La ansiedad, la epidemia del siglo XXI

En nuestros tiempos se sabe que vivimos contrarreloj, tenemos muchas obligaciones y muchas veces, por mucho que lo intentamos, no conseguimos hacer todo aquello que teníamos planeado o no llegamos a dónde queríamos llegar, normalmente por cuestión de tiempo o por querer hacer más de lo que nuestro cuerpo y nuestra mente pueden hacer. Es muy común, que por querer llegar dónde pretendemos llegar, nos angustiamos, nos estresamos o tengamos ansiedad.

Desde hace años, se empezaron a diagnosticar muchos trastornos de ansiedad a las personas que se sentían angustiadas y tenían pensamientos o síntomas que interferían significativamente en sus vidas.
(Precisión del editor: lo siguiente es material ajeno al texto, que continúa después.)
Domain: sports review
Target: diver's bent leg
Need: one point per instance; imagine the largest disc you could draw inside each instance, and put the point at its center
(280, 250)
¿Pero que es exactamente esto de la ansiedad?

La ansiedad en sí misma es una reacción natural de los seres vivos que nos ayuda a sobrevivir, puesto que es nuestro sistema de alarma cuando estamos expuestos a un peligro. La ansiedad sólo se convierte en problema cuando éste sistema interviene en el momento en que realmente no existe un problema real o cuando es de una intensidad muy elevada comprada con el peligro del que nos protege.

Definir los síntomas de la ansiedad resulta ambiguo, puesto que depende mucho de la persona que la sufre. Aun así, lo que tienen en común las personas que sufren este trastorno es que tienen pensamientos, síntomas físicos, comportamientos y emociones que les afectan en la vida cotidiana.

¿Cómo se manifiesta la ansiedad?

Normalmente, las personas que sufren de ansiedad, han sufrido alguna vez lo que se denomina ataque de pánico.  De hecho, cuando se diagnostica que una persona sufre ansiedad es porque ha tenido por primera vez un ataque de pánico.

El ataque de pánico es un episodio agudo de ansiedad que puede incluir palpitaciones, taquicardias, sensación de ahogo, mareos, hormigueos a las extremidades, escalofríos, temblores, sensación de rigidez al vientre y la espalda, etc. Además, se  suma una interpretación muy exagerada y catastrófica de estos síntomas: miedo a sufrir un infarto, miedo a desmayarse, miedo a perder el control, miedo a un brote psicótico o miedo a morir.

Cuando una persona detecta alguno de estos síntomas o sabe que ha sufrido un ataque de pánico, normalmente se pone en manos de un psicólogo para tratar el trastorno. Aun así, hay muchas maneras, además del tratamiento psicológico o psiquiátrico de tratar la ansiedad. A la siguiente entrada, hablaremos de varias técnicas de relajación para disminuir la ansiedad en episodios de ataques de pánico.

Esperamos que os haya resultado útil esta entrada, ¡hasta pronto!